Tra i dati raccolti dal barometro emerge che: si offende meno ma si incita di più all’odio; l’intolleranza online è più radicalizzata quando incrocia i temi legati ai diritti economici, sociali e culturali; le percentuali aumentano quando questo tipo di contenuti viene associato ad altri temi come ‘rom’ e ‘immigrazione’; le principali sfere dell’odio sono islamofobia, sessismo, antiziganismo, antisemitismo, razzismo, omobitransfobia.
Infine, allegato al report, il documento “Pandemia, comunicazione, discriminazione”, in cui viene approfondito il ruolo svolto dalla comunicazione istituzionale nella fase 2 dell’emergenza. Due i filoni principali oggetto di studio: il frame utilizzato per narrare la pandemia e la comunicazione da parte delle istituzioni.
Per il primo aspetto, ha prevalso il quadro narrativo dell’emergenza piuttosto che quello della crisi di lunga durata. Una differenza non solo semantica ma sostanziale: il frame dell’emergenza consente di dare delle risposte immediate, accentrate e con efficacia sul breve termine; quello della crisi invece, apre ad una programmazione a lungo termine, con il coinvolgimento dei corpi intermedi della società, spesso espressione dei settori più vulnerabili e che svolgono un ruolo centrale nella tutela dei diritti. Nella pratica, la seconda fase della pandemia è stata gestita per lo più come la prima fase, ovvero spesso in termini di emergenza: “Il risultato”, si legge nel documento, “è stato quindi una minore protezione di chi ha difficile accesso ai diritti economici, sociali e culturali, con la creazione di nuove sacche di discriminazione e l’aggravamento delle condizioni di quelle pregresse”.
Per quanto riguarda l’aspetto del linguaggio istituzionale, esso è risultato complesso e spesso confuso, non riuscendo ad essere inclusivo e a raggiungere bene fasce poco scolarizzate o con scarse competenze digitali senza accesso ad Internet (digital divide), oppure quelle con una minore conoscenza della lingua italiana.

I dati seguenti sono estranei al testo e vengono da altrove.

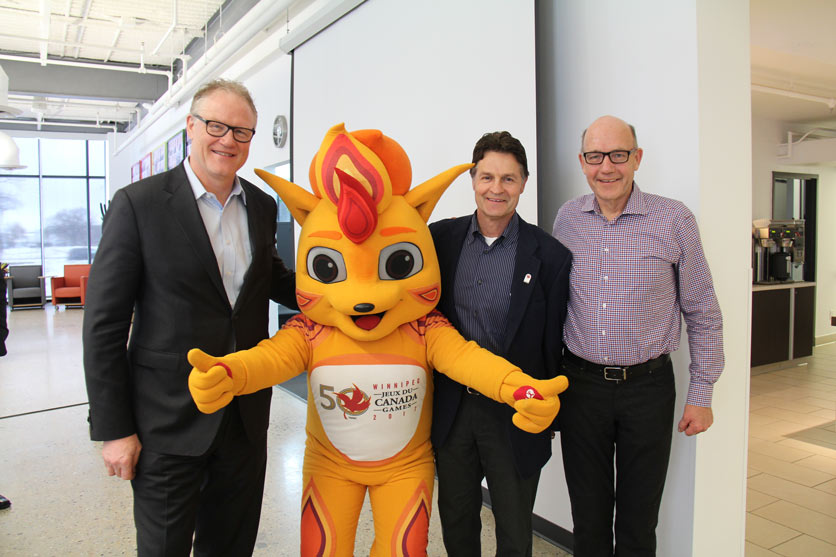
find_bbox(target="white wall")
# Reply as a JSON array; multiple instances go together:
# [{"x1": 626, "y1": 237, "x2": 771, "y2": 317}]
[
  {"x1": 108, "y1": 26, "x2": 291, "y2": 197},
  {"x1": 752, "y1": 114, "x2": 836, "y2": 342},
  {"x1": 293, "y1": 0, "x2": 537, "y2": 223},
  {"x1": 536, "y1": 0, "x2": 751, "y2": 556}
]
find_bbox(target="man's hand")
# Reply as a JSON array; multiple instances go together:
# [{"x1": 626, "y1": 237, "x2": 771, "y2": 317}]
[
  {"x1": 500, "y1": 371, "x2": 569, "y2": 433},
  {"x1": 188, "y1": 348, "x2": 246, "y2": 414},
  {"x1": 679, "y1": 404, "x2": 714, "y2": 435},
  {"x1": 102, "y1": 433, "x2": 142, "y2": 480}
]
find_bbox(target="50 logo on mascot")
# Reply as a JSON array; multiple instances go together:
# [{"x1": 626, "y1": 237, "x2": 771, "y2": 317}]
[{"x1": 189, "y1": 125, "x2": 567, "y2": 556}]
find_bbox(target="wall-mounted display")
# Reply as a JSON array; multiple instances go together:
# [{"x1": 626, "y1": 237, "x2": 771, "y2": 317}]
[
  {"x1": 151, "y1": 143, "x2": 167, "y2": 174},
  {"x1": 139, "y1": 153, "x2": 151, "y2": 178},
  {"x1": 166, "y1": 130, "x2": 186, "y2": 168}
]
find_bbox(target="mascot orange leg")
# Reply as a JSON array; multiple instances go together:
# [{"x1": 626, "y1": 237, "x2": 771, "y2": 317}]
[{"x1": 301, "y1": 451, "x2": 434, "y2": 557}]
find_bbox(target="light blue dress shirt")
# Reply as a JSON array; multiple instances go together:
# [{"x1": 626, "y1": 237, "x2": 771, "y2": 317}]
[{"x1": 183, "y1": 159, "x2": 253, "y2": 307}]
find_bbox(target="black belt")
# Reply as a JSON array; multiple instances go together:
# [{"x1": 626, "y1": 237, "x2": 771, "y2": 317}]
[{"x1": 563, "y1": 348, "x2": 671, "y2": 382}]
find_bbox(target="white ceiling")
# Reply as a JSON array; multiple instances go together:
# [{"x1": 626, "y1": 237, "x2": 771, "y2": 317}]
[
  {"x1": 0, "y1": 0, "x2": 836, "y2": 132},
  {"x1": 750, "y1": 0, "x2": 836, "y2": 128},
  {"x1": 0, "y1": 0, "x2": 223, "y2": 66}
]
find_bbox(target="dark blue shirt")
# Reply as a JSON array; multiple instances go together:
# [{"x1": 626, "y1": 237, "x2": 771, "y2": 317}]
[{"x1": 455, "y1": 213, "x2": 520, "y2": 354}]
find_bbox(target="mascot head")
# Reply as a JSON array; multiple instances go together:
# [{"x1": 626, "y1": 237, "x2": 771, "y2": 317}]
[{"x1": 256, "y1": 124, "x2": 473, "y2": 341}]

Queste categorie sono state quelle più esposte alla cattiva informazione e ciò ha contribuito ad una riduzione del livello di tutela dei diritti e di sicurezza per la popolazione.
Da qui poi, l’appello alle istituzioni per rafforzare le campagne di informazione sui diritti umani, intensificare l’alfabetizzazione digitale, promuovere un uso responsabile della rete, condannare in modo tempestivo i discorsi di odio, produrre note esplicative ai testi legislativi per agevolarne la comprensione.
Ancora una volta una denuncia in difesa dei diritti, quella di Amnesty, che, affiancandosi alla già menzionata guida per contrastare l’odio in rete, diventa anche un’esortazione ad agire in modo preparato e consapevole, utilizzando strumenti per riconoscere linguaggi e messaggi che nascono da stereotipi e pregiudizi e poter mettere in atto delle valide ed efficaci contronarrazioni positive.